Later, we see the flashback in which Bell was shot. The shooting was a direct result of having stolen Dylan's phone, and blackmailing him with what was on it. Dylan's coworkers had overheard the exchange, and he lost his job. His boss then notified his parole officer that he had broken parole. So, while Sherlock continues to be snarky when Dylan confronts him, he decides to shoot Sherlock for ruining his life. Bell jumps in front of the bullet, saving Sherlock, but landing himself in the hospital.
Unfortunately, there is a complication with Bell's injury, leading to partial paralysis in his right arm. Watson visits Bell to see how he's doing, but he can barely pick up objects, and he may never be able to work in law enforcement again!
Sherlock once again tries to avoid going to visit Bell in the hospital, again using a distraction to ease his worries.

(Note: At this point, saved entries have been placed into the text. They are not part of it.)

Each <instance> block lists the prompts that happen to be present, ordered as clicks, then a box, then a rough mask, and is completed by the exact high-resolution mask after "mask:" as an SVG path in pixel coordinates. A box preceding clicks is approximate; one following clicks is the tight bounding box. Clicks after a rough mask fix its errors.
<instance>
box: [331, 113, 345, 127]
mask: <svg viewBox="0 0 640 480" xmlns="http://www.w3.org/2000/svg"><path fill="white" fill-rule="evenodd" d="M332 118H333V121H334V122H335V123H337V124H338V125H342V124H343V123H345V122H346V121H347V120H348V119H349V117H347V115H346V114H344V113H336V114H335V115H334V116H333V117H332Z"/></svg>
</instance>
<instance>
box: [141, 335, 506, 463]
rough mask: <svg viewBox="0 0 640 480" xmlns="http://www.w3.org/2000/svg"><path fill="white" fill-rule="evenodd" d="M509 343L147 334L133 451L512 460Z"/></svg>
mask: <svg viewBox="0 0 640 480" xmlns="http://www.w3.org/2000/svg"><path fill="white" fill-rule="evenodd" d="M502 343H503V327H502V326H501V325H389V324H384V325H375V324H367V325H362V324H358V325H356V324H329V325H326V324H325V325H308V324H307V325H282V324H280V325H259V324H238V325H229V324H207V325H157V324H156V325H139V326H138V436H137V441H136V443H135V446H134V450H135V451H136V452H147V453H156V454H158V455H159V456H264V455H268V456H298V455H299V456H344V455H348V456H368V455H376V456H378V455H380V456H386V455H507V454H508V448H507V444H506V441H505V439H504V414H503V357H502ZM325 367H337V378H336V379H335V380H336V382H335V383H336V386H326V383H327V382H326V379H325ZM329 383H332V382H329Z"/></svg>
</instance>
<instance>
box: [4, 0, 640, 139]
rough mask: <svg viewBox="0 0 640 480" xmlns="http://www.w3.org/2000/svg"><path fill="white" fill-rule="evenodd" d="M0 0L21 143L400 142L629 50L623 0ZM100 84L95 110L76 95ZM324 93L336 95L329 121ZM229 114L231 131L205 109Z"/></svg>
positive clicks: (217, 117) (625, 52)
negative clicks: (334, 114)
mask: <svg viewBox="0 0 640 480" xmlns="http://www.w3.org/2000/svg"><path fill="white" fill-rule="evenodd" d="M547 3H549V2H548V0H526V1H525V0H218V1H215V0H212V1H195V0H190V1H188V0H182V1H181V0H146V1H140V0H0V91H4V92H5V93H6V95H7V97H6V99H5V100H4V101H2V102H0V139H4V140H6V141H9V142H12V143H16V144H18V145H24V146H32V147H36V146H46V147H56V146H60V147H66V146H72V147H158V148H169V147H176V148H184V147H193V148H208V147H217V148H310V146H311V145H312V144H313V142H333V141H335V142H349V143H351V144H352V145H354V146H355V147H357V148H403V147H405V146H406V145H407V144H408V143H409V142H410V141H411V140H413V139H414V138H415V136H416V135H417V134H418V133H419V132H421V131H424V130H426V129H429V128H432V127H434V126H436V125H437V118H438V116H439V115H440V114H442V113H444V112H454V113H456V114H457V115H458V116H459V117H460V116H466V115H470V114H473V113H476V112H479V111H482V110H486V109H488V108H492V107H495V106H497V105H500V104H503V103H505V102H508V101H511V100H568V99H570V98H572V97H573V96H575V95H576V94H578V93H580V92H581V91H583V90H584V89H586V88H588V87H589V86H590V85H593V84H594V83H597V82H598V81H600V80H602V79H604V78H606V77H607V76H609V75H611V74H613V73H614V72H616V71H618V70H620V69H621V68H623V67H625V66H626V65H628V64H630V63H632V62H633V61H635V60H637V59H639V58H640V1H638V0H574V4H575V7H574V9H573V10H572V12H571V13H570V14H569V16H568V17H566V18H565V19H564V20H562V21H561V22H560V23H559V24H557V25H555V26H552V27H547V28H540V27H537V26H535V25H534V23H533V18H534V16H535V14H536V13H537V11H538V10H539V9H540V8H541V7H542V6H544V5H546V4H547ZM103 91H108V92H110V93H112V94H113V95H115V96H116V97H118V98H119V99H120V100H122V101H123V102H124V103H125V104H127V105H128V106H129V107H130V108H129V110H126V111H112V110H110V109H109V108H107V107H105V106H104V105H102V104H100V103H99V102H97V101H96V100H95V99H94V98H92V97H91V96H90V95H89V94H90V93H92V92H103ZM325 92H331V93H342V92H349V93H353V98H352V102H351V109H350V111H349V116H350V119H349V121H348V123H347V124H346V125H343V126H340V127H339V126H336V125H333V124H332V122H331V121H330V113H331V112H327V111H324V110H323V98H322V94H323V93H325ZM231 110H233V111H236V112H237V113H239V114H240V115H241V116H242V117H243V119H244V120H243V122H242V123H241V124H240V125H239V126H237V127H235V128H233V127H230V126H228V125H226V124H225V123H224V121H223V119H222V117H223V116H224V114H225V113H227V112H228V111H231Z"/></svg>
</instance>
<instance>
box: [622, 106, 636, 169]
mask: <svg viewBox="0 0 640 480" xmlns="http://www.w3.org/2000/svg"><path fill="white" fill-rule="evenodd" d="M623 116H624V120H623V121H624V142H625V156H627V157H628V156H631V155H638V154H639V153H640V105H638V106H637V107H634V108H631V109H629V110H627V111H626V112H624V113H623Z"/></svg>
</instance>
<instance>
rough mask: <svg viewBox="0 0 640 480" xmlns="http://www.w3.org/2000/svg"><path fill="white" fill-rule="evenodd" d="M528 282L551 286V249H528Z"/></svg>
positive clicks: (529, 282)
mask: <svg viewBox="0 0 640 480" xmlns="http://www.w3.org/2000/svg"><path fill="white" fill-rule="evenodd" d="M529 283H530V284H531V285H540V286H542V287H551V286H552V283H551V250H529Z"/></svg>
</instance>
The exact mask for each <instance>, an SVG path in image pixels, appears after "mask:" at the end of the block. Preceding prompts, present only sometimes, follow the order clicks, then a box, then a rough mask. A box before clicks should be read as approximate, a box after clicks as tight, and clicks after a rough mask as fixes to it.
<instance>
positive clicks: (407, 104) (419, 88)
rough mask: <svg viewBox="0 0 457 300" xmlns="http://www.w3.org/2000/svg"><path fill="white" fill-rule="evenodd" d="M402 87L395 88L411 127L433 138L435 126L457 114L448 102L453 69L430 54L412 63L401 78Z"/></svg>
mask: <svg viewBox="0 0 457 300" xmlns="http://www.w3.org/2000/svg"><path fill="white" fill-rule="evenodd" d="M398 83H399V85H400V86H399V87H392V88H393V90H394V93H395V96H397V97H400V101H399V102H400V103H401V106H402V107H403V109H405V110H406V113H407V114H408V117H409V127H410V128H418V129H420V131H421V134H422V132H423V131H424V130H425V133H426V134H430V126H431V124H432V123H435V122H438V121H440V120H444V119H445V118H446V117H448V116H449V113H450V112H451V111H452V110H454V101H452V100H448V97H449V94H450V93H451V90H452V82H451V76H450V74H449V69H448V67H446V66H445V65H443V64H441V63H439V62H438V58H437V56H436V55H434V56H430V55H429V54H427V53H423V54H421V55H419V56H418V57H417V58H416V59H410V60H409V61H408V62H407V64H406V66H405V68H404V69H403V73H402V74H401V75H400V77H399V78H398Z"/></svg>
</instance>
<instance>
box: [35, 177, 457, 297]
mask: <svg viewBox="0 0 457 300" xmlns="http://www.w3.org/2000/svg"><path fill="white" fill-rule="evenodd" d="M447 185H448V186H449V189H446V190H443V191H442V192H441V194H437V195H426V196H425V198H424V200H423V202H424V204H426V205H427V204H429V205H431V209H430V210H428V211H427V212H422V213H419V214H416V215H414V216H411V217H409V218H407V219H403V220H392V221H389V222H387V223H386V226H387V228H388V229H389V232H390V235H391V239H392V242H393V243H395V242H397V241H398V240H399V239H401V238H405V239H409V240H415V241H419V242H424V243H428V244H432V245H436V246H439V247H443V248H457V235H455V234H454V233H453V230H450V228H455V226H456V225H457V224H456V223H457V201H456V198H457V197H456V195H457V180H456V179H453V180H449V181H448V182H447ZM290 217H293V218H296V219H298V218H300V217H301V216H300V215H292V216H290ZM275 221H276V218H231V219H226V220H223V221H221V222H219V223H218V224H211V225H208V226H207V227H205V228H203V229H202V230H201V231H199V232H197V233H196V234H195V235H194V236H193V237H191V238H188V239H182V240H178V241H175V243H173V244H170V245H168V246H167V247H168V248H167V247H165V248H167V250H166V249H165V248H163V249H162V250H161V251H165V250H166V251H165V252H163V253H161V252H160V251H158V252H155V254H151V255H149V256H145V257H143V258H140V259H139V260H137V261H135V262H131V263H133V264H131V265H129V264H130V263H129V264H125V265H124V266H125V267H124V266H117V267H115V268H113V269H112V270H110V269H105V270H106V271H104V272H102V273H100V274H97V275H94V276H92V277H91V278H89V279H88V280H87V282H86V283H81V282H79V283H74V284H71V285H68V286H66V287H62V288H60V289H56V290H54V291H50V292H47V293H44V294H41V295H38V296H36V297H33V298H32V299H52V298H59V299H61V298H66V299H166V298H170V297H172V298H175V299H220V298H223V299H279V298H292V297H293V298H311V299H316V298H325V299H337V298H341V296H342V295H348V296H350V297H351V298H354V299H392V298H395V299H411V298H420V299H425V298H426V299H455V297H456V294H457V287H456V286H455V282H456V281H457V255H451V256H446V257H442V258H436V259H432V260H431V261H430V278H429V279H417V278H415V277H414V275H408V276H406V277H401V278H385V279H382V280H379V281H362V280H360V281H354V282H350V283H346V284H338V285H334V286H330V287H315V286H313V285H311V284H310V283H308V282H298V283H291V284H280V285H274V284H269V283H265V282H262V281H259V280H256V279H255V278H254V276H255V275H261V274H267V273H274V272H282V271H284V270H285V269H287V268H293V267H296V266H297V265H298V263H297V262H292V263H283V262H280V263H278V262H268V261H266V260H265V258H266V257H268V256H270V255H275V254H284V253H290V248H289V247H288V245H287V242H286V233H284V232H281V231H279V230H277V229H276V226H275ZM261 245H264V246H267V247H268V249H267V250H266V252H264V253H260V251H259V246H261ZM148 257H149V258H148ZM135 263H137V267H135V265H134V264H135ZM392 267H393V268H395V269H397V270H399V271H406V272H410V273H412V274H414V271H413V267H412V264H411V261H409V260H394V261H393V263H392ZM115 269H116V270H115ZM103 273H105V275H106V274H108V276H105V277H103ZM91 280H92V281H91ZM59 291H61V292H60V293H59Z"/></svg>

This time, the distraction involves beating his dummy with his stick.
The judge recommends that Sherlock's services be discontinued, but leaves the final decision up to the commissioner. The commissioner then leaves the issue to Bell to decide, and Sherlock and Watson get to stay.
When Sherlock finally visits Bell, he brings along a thank you, an apology, and an offer to pay for all of Bell's physical therapy through a doctor with a high success rate. Bell's emotions are still much too raw to listen to Sherlock or take him up on his offer, however, and he asks that Sherlock not return.

1 comment:

  1. Glad to see others felt Sherlock was both right and a complete douche in this episode. Hard to find a character that is both in equal measure within one episode.